The method of the Project can be summarised under two headings: data collection and data analysis. The data of the Project will be based on the house sale records from the Muslim court registers, which contain coherent information on house prices, their physical attributes and location, buyer and seller characteristics and contractual characteristics. We choose a sampling strategy that enables us to do both cross-sectional and time series analysis. First, we will identify benchmark years and rely on the full set of transactions for these years. We will then compile a second sample consisting of randomly selected sales from each month for every available volume in the archives. With the combined sample we will estimate a real hedonic price index. And by using the cross-sectional sample we will estimate urban wealth inequality approximated by coefficient of variation of house prices. We will then use the measure of urban wealth inequality as dependent variable to estimate its determinants.

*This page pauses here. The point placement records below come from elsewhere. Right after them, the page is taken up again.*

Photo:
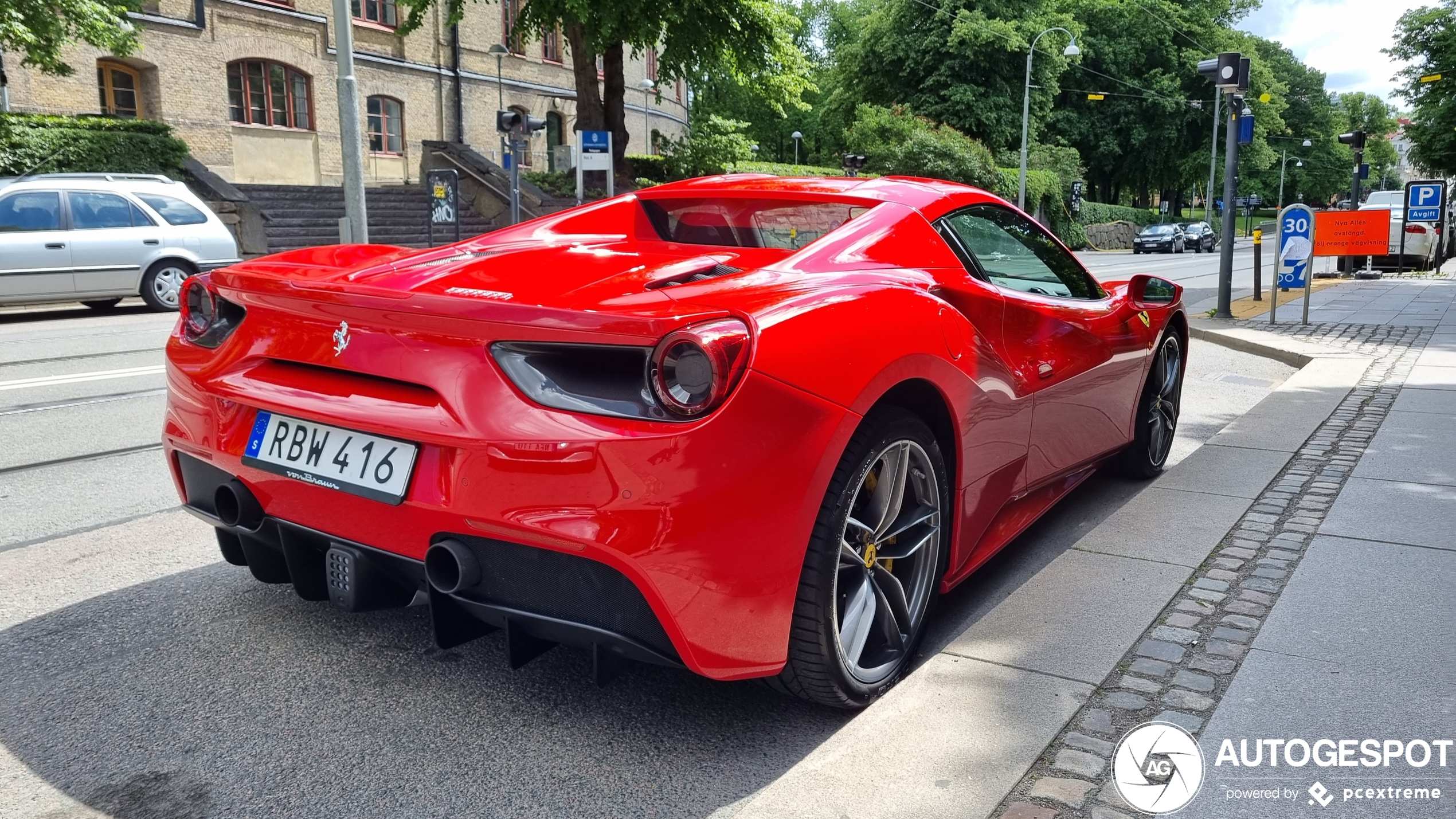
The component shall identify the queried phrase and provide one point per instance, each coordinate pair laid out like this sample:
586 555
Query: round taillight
198 307
695 369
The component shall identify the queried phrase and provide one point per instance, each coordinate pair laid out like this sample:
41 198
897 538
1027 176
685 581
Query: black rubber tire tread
1133 461
813 669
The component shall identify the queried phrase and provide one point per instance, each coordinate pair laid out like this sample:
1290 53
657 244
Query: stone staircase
306 215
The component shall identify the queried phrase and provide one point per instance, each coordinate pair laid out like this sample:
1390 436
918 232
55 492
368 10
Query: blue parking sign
1296 245
1424 200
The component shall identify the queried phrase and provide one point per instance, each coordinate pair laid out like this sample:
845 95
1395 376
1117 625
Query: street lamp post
350 143
647 131
1026 107
498 52
1282 174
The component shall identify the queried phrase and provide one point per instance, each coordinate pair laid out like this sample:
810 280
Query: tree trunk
590 115
613 102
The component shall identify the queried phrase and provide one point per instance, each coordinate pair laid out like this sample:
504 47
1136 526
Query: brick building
251 87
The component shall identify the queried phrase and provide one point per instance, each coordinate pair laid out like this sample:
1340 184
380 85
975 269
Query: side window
1017 253
174 210
139 215
92 211
34 210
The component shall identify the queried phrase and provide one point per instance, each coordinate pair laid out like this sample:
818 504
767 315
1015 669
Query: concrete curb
963 731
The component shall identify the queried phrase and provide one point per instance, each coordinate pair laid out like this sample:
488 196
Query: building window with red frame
510 12
386 126
379 12
261 92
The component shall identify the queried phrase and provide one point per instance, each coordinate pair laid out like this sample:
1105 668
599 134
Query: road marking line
79 377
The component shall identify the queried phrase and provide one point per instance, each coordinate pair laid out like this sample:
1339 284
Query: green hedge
99 144
1101 213
648 166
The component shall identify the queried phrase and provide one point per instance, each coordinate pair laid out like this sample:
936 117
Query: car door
1078 351
36 256
109 239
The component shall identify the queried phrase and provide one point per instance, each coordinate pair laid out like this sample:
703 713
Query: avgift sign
1352 233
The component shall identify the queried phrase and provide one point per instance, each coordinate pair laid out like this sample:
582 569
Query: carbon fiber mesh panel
565 587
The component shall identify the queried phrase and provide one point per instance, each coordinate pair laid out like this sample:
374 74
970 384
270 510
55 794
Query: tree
1426 37
41 28
957 61
745 40
897 142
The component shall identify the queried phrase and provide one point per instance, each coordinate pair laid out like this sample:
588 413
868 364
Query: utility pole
1355 140
1214 159
1231 75
350 143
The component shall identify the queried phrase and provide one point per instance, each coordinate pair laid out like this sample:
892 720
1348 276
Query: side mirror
1145 291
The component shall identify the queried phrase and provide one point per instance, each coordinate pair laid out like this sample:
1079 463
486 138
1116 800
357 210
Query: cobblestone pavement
1180 668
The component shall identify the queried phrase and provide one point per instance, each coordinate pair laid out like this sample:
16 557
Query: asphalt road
140 677
1197 272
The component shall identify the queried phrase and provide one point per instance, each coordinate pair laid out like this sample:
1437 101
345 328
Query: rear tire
1157 414
162 284
856 625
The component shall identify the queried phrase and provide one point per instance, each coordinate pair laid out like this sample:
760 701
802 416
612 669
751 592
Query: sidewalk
1328 612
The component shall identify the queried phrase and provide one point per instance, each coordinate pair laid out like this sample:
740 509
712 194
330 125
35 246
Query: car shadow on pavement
210 694
49 313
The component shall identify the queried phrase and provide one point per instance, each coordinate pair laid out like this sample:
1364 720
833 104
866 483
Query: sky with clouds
1343 38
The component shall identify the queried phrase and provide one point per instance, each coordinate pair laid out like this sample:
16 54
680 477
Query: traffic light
1225 70
514 121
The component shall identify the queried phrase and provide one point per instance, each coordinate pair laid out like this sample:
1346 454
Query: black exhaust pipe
236 507
451 566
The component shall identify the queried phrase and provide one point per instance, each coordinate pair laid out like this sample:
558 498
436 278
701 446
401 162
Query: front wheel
872 566
1157 414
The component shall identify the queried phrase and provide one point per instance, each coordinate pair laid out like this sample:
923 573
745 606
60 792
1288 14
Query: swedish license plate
327 456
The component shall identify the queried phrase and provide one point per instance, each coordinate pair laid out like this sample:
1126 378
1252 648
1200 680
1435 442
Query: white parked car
1420 236
98 237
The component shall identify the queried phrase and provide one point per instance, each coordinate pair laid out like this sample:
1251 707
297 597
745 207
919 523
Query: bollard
1258 284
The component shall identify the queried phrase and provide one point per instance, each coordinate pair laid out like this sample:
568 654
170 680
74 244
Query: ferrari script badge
341 338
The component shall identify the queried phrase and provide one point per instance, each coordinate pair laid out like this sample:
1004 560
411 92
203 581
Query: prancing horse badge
341 336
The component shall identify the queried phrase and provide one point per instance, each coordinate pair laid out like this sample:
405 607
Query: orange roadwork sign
1352 233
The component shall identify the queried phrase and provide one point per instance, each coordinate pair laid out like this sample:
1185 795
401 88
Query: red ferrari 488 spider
743 425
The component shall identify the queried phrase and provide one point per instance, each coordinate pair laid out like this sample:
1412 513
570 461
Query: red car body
708 518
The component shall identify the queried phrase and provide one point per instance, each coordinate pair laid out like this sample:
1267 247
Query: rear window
174 210
786 225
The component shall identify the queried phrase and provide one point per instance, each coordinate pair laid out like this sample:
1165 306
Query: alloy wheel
1163 401
889 555
166 285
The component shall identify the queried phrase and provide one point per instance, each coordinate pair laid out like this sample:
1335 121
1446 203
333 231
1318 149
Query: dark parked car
1199 236
1160 239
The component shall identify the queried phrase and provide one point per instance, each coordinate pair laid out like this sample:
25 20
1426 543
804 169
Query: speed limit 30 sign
1296 245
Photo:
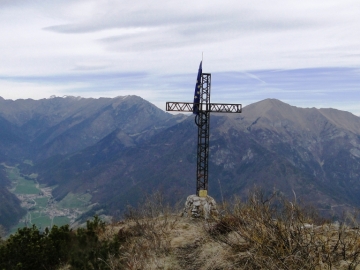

The findings of the project will be disseminated through two mechanisms: a working paper prepared for an international peer-reviewed field journal and an interactive website. The former will be presented in national and international seminars and conferences. The website will primarily target the public who may be interested in urban history. The social and cultural impact will be achieved through website and its promotion via social media. The long-term economic impact is expected as providing policy makers, such as the Central Bank, reliable long-term historical statistics on housing market. In the long term, the project will contribute to the career of young economic historians who will work for the project as research assistant. Finally, by using our experience in this project we plan to put forward a major grant application to ERC or ESRC.